Perseguir liebres, quizás, del Soto de los Conejos y del pago de la Ribera es un aliciente de libertad para los caseros perros que gustan de correr y trotar a la caída del sol. Pero la tarde del lunes de la Reina de los Ángeles se hizo larga noche, pues Estrella, osada como ninguna, se internó en un laberinto de ramajes, zarzas y oquedades invisibles. Por más que lo intentamos, apenas sin luz de luna, en la nocturna oscuridad, la perra ni salía ni ladraba ni daba muestras de vida. Nos dejamos las manos, la voz, las energías y la rabia de no asistir en tan difícil angustia la soledad de Estrella. Desistimos, esperando el amanecer y medios para penetrar en una jungla de tarajal.

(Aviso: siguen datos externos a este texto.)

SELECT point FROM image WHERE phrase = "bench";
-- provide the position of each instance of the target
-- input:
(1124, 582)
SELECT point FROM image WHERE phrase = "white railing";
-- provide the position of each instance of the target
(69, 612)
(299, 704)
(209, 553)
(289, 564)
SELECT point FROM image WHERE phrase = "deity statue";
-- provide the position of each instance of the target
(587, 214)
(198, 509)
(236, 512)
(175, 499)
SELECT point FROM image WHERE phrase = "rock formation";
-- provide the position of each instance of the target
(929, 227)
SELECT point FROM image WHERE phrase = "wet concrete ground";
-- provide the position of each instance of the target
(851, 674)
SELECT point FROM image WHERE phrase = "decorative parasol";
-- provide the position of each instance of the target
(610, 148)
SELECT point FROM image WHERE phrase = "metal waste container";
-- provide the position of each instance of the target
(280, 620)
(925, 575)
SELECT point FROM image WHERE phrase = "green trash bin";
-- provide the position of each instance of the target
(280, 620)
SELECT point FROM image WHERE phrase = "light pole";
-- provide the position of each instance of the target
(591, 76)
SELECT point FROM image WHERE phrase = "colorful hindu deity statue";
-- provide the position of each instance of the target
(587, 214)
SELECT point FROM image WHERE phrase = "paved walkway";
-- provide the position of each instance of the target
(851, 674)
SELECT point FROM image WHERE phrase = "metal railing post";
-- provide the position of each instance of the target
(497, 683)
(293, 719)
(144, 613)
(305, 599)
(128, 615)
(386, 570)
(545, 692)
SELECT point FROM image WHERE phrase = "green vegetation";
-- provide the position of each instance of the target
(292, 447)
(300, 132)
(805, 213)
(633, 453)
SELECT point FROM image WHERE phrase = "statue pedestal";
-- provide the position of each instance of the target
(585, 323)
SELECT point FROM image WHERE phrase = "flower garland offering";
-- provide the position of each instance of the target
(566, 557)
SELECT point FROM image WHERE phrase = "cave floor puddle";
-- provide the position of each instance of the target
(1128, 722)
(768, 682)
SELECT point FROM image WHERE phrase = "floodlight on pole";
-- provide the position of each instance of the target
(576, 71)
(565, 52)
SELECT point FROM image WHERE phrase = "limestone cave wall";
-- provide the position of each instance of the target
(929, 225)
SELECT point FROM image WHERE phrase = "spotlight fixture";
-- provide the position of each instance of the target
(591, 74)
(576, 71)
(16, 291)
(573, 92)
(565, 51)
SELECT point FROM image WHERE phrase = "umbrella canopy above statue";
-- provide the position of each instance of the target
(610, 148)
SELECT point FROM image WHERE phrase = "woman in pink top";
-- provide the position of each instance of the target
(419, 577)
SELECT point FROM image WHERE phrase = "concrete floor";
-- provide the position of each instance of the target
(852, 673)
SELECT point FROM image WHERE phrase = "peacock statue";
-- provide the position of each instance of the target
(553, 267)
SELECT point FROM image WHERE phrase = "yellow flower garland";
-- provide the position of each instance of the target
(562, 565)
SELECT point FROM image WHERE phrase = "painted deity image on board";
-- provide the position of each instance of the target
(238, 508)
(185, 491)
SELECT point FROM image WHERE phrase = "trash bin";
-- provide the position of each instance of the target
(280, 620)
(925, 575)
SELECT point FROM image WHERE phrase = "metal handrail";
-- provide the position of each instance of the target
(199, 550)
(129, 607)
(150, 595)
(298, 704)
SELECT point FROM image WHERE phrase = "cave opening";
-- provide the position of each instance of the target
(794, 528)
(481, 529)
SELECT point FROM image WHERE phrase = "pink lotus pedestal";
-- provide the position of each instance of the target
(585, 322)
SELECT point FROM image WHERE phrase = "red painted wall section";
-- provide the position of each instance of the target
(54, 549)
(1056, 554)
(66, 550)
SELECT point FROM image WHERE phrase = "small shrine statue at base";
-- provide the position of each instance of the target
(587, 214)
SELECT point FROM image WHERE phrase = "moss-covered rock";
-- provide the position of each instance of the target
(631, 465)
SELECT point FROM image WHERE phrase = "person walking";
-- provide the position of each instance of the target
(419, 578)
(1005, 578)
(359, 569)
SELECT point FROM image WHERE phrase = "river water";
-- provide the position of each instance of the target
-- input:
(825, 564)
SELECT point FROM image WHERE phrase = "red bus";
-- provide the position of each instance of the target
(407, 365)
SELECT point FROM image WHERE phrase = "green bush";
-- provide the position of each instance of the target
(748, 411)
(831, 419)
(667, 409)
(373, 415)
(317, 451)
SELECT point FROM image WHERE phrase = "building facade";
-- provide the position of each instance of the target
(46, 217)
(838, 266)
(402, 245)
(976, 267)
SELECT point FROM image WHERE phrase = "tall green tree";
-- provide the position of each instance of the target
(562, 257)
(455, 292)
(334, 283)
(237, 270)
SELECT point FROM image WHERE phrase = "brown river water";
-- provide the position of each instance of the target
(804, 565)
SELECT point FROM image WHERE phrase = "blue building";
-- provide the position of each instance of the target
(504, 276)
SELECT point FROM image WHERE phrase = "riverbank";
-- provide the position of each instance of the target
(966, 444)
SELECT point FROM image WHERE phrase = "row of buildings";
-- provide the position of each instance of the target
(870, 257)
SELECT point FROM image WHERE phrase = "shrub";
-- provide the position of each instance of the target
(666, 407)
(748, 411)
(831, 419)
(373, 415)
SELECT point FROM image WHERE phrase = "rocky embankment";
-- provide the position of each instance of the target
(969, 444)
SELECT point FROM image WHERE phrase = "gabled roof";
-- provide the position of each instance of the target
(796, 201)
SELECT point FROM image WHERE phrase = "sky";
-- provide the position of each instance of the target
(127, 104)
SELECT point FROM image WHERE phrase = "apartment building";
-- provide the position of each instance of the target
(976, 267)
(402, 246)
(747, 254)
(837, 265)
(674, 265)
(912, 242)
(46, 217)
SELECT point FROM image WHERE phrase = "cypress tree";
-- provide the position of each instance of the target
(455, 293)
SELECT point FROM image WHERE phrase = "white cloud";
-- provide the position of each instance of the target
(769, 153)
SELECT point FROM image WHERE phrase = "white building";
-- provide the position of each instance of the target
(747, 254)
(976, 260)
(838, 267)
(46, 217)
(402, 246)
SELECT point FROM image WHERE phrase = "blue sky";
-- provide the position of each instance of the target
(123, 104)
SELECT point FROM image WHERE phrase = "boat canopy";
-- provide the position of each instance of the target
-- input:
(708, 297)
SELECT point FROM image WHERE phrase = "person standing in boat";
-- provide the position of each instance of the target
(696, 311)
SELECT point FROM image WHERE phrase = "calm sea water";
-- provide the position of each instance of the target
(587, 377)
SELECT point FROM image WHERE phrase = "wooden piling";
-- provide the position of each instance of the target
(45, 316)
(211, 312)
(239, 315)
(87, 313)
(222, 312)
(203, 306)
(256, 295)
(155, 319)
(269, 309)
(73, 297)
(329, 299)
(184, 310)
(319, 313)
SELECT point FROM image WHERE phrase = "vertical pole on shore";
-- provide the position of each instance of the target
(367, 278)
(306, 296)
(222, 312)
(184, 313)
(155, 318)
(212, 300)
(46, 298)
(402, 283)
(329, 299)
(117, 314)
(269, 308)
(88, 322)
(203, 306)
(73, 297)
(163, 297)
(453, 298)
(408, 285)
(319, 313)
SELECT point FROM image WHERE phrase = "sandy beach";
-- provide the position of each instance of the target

No conciliábamos el sueño, no soportábamos la idea del trance que podría estar viviendo nuestra querida perrita, que recogimos abandonada y maltratada y que llenó nuestras vidas de gratitud con su complicidad familiar. Vencidos, nos fuimos a la cama, hasta que el fiel y noble Dago entró llorisqueando que alguien estaba en la puerta de casa. Estrella se presentó sana y salva en su domicilio. Había recorrido de madrugada orillas, senderos, puentes, avenidas, plazas y calles hasta llegar a la misma puerta de nuestra casa. Respiramos aliviados y sorprendidos por su particular hazaña de varios kilómetros. La noche de los Ángeles protegió a Estrella y, guiada por su instinto, regresó a casa. Gracias.